Commissioners and MEPs can share the pain

March 19, 2020 0 By JohnValbyNation

Commissioners and MEPs can share the pain

EU staff are unhappy at changes to pay and pensions, especially when they see no such sacrifices being made by their political masters.

11/23/11, 9:40 PM CET

Updated 1/22/16, 12:41 PM CET

Maroš Šefcovic the European commissioner for administration, has a credibility problem as he proposes to change the pay and pensions of staff working in the European Union institutions.

In theory,  Šefcovic is acting on behalf of the Commission, for whom he will go into negotiations with the Council of Ministers and the European Parliament. There is no doubt that he acts for the college of commissioners, but a general assembly of staff from the various institutions (only a few hundred out of several thousand) were clearly sceptical about his right to speak for them. One pointed out that Šefcovic, before he became a commissioner in February 2010, belonged to the Council of Ministers, as permanent representative of Slovakia to the EU. The complaint of the staff unions is that Šefcovic is already too sensitive to the demands of some national governments that spending on the pay and pensions of EU staff should be cut back.

The commissioner’s credibility problem is compounded because most of the measures that Šefcovic is proposing to restrain spending on staff pay and pensions will not affect him or his fellow-commissioners. Their pay and allowances are set by the Council of Ministers. So, while Šefcovic is ready to embrace the argument of the national governments that the EU institutions must share in the pain that is being inflicted on national administrations (where redundancies and pay cuts have become common), the pain is to be visited on his staff but not on the college of commissioners.

Fortunately for Šefcovic, this credibility problem is easily remedied. The Council of Ministers can take the initiative to reduce the remuneration of European commissioners. The salary is very generous; the accompanying allowances – including those paid after a commissioner has left office – and the pension are also very generous. There is no risk of a recruitment problem if the emoluments are reduced slightly.

This will do little to improve public finances across the EU, or even to reduce the EU’s administration bill. But it would dispose of the complaint that Šefcovic and his fellow commissioners are only inflicting pain on others, not on themselves.

The self-flagellation should not be confined to the European Commission. The European Parliament too should be required to share in the sacrifices. Their allowances have been increased only recently, with disregard bordering on contempt for the climate of austerity elsewhere.

Before they presume to vote on reducing the pay and allowances of their staff – in the Parliament and in the Commission, they should put themselves on slightly higher moral ground.

The MEPs should take no great pride in approving a revised code of conduct next week – one which will require a more detailed declaration of their sources of income beyond the generous MEP’s salary and allowances. The revision is long overdue – and, sadly, has come about only because of egregious scandals. MEPs have been allowed for too long to get away with the sketchiest details as to how they leverage their political status into more money.
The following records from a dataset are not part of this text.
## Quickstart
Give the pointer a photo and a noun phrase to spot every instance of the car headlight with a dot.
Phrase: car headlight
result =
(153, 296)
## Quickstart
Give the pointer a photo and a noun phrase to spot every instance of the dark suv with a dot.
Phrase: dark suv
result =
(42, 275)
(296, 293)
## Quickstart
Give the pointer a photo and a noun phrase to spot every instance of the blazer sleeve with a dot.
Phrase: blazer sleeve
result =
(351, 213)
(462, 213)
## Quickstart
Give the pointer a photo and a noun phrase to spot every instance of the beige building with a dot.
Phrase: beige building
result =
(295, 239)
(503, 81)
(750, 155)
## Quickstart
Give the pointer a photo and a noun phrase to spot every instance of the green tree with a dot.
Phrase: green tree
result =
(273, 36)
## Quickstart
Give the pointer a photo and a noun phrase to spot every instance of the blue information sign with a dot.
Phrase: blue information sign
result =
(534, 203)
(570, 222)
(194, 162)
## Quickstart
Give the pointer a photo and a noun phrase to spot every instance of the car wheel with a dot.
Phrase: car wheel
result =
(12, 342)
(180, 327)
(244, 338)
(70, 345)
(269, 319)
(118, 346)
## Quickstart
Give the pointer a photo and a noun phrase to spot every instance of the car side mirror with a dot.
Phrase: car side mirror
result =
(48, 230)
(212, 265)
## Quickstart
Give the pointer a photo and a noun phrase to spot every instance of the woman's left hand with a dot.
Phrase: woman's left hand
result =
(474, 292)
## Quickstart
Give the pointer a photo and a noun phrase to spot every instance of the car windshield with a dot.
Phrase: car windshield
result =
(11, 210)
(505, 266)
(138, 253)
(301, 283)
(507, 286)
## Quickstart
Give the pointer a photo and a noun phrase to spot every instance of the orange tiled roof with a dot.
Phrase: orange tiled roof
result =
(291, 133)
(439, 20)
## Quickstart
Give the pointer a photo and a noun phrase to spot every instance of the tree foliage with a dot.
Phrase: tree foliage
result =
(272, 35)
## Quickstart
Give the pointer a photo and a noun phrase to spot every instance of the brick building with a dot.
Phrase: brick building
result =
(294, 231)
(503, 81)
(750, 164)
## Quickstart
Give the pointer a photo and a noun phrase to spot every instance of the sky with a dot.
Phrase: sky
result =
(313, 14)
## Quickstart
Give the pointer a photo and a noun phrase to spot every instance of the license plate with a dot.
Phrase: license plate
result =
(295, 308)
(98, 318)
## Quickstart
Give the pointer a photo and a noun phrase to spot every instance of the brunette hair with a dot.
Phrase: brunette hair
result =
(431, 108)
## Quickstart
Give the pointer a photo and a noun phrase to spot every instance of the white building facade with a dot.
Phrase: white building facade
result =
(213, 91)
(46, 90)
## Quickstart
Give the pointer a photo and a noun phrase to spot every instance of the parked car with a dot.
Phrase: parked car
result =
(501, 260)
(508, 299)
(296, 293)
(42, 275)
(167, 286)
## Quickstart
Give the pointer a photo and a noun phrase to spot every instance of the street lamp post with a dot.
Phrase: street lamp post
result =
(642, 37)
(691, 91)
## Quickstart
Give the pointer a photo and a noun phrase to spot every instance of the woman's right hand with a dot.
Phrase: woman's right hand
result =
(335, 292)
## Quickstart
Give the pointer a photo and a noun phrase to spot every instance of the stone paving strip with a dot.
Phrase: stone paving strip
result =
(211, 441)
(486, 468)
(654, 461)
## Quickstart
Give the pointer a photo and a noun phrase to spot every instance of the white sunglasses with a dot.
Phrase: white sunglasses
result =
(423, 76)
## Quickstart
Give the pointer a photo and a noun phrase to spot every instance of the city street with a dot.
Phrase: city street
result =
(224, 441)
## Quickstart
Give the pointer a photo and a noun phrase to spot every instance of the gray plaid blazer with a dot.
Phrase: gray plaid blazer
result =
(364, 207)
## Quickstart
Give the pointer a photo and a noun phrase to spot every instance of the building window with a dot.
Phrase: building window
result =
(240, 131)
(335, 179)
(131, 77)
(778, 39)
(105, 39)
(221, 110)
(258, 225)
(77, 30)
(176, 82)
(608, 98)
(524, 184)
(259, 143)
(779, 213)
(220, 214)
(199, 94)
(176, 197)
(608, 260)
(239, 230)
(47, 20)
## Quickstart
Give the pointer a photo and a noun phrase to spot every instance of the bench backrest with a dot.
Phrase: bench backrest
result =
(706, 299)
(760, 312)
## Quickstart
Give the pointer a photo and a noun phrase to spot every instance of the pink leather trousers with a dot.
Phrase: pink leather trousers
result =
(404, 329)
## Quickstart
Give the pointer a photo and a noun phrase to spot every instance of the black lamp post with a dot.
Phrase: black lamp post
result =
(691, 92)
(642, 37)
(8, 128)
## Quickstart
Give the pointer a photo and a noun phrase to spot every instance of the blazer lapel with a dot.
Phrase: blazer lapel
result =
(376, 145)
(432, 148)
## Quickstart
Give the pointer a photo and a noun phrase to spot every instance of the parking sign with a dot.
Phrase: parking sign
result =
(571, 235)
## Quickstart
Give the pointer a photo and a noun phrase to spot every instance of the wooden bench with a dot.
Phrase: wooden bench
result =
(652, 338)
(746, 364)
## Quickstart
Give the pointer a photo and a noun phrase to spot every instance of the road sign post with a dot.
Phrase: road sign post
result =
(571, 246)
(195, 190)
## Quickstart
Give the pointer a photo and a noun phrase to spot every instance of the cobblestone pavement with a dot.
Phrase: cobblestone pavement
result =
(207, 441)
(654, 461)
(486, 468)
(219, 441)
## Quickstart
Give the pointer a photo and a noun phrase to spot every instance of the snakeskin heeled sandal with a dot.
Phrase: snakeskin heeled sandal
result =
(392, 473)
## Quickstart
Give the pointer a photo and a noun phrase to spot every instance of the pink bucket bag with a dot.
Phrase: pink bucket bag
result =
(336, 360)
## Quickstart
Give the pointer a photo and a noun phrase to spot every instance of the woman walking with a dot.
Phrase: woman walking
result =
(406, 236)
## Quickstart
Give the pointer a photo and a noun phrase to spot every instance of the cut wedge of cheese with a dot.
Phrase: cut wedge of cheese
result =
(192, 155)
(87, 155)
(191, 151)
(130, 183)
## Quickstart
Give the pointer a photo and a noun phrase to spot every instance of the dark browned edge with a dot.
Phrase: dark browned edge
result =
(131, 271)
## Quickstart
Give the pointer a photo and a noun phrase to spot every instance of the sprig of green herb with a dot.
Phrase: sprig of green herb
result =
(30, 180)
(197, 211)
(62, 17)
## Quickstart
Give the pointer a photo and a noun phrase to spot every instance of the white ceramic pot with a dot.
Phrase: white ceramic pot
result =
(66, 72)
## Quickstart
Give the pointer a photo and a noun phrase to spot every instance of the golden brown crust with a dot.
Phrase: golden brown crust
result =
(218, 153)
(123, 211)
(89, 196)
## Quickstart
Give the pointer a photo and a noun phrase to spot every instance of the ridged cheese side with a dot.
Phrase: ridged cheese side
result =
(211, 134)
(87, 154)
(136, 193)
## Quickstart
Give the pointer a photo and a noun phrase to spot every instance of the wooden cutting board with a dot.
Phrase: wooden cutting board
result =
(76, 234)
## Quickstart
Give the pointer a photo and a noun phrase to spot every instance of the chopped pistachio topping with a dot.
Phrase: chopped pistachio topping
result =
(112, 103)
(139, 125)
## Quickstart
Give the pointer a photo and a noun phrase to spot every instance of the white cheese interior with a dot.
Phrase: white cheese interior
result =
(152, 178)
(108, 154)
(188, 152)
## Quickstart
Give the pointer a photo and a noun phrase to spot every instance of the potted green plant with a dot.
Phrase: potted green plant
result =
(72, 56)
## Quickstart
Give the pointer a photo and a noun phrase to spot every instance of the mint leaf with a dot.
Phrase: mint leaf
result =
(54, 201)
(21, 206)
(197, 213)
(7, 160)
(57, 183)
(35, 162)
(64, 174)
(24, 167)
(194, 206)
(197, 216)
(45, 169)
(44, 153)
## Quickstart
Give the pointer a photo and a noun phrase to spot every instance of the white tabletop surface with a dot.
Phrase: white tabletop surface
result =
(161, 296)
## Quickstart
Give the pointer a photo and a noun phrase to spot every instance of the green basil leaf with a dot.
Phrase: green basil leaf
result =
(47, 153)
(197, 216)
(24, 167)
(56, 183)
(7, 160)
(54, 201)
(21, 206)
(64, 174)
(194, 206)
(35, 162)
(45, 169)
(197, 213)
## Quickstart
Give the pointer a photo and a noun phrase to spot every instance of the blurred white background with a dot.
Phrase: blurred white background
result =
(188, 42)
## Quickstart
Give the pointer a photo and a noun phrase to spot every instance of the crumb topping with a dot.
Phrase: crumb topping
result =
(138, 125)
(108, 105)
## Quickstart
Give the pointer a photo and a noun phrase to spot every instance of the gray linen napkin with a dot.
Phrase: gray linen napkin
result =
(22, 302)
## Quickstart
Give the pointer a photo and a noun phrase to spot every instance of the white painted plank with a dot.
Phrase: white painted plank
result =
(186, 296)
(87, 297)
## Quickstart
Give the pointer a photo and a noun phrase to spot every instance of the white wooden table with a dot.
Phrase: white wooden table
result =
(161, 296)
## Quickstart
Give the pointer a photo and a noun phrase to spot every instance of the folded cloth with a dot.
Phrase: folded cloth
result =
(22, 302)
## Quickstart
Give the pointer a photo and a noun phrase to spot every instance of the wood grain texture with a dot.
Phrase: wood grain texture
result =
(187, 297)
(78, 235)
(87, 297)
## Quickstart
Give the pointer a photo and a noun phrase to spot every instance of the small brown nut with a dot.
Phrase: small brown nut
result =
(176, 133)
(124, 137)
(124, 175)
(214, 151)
Their failure to come clean is not surprising. Greed and self-interest tend to get in the way of transparency, and they cloud judgement about pay and perks. Only this week an inquiry into high pay in the UK detailed some scandalous failures in the corporate world, where bosses have given themselves rewards utterly disproportionate to their performance and to the salaries of their staff.

The EU institutions start from a better position than the corporate world: there is much greater transparency; salary scales and the size of allowances are published; and the haze over MEPs’ extra earnings is not the norm. This transparency permits us to see that neither European commissioners nor MEPs are underpaid: so, if EU staff are to share the pain, then so should their political masters.